- 70% of U.S. employers now use skills-based hiring, prioritizing practical abilities over degrees and credentials.
- Companies like Expensify, Automattic, and Gumroad have stopped requiring resumes for engineering roles.
- Startups are mining GitHub and open-source contributions to find candidates based on actual work, not polished applications.
- LinkedIn launched skill verification tools that use AI to confirm proficiency based on real platform usage.
- Paid work trials of up to six weeks are replacing traditional interviews at a growing number of firms.
Every Resume Reads the Same Now
The resume is dead. Not because recruiters stopped caring about qualifications — but because ChatGPT made every application look identical.
Hiring managers across the tech industry report the same problem: inboxes flooded with AI-polished resumes that hit every keyword, mirror every job description, and say absolutely nothing.
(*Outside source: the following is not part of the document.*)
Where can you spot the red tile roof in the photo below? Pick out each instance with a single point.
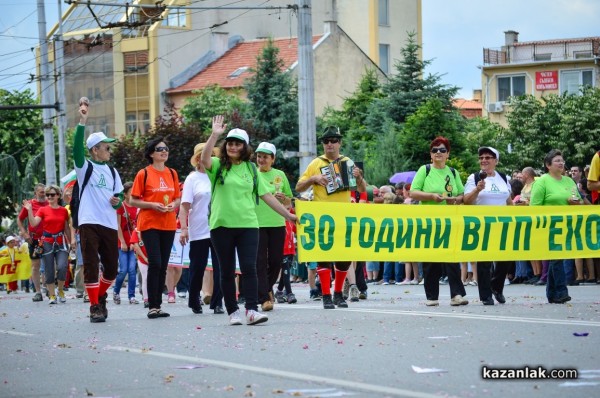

Michelle Volberg, CEO of recruiting software firm Twill, compares the situation to “a restaurant where the menu looked really beautiful and had all these amazing ingredients and dishes, but there was no one there actually making the food.”
The numbers confirm the shift. A new survey from the National Association of Colleges and Employers found that 70% of employers now use skills-based hiring — prioritizing what candidates can do over where they went to school or how long they sat in a previous role. The resume might still exist as an administrative artifact, a way to track a name through a pipeline. But as a decision-making tool, it’s finished.
Companies Are Ripping Up the Application Process
Expensify’s engineering job posts now open with a blunt disclaimer: “Resume not your thing? That’s great, we don’t really read them anyway.” Applicants answer five specific questions instead. Automattic, the company behind WordPress.com and Tumblr, states plainly on its software engineer listings: “We don’t require a resume, and we don’t expect one.”
Gumroad, the e-commerce platform, asks prospective engineers to send an email explaining why they want the job and what they’ve built — then puts selected candidates through a paid four-to-six-week work trial. No credential screening. No keyword matching. Just proof of ability.
The trend extends beyond startups. Volberg says she’s seen the shift accelerate in the past three months alone. Some of the companies she works with now extend paid trials lasting a full month. Others have deprioritized Big Tech pedigree and Ivy League degrees entirely. The question is no longer “where have you worked?” It’s “what can you build?”
GitHub Is the New Resume
Bolun Li, 27, learned this lesson the hard way. While building his first fintech startup at Duke University, he hired engineers with flawless resumes who “couldn’t build anything.” The disconnect between credentials and competence pushed him to found Vamo, a startup that searches GitHub to match software developers with companies based on completed projects — not listed skills.
One of Vamo’s first hires was Alex Vasquez, 23, a University of Massachusetts Lowell graduate who spent months applying to jobs through traditional portals and getting nowhere. Li found him through a side project on GitHub. “I definitely didn’t stand a chance, even if I was very capable,” Vasquez said of his experience with automated applicant tracking systems. Li never saw his resume.
The model reflects a broader reality: in a market where AI can fabricate credentials in seconds, actual shipped work is the only signal that still means something.
LinkedIn and Indeed Are Scrambling to Adapt
LinkedIn announced a new feature allowing job seekers to verify skills on their profiles. The platform partnered with AI tools like Descript, Lovable, and Replit to confirm proficiency based on real usage data. “There is a shift happening from surface-level signals like titles or keywords to this deeper evidence of capability,” said Pat Whelan, a product manager at LinkedIn.
Indeed, meanwhile, has been running a six-month beta program for entry-level retail and hospitality roles that lets candidates interview immediately upon applying if a recruiter is online. The model compresses the gap between application and human contact — a direct response to what the company calls “the black hole problem,” where candidates wait weeks without hearing back.
The Bias Problem Hasn’t Gone Away
Skills-based hiring sounds meritocratic. It isn’t guaranteed to be. Not every strong candidate publishes code on GitHub, posts thought leadership on LinkedIn, or has the bandwidth for a month-long paid trial while job hunting. Workers balancing caregiving, school, or financial pressure may be excluded by systems that reward visibility over competence.
“We’ve seen innocent-looking or innocuous proxies that actually turn out to be very biased, and you only know that because somebody checked,” said Hilke Schellmann, author of “The Algorithm,” which examines how AI shapes hiring, promotion, and termination decisions. New methods might reduce one set of biases while quietly introducing others.
The resume is gone. What replaces it will determine who gets hired for the next decade — and who gets left behind.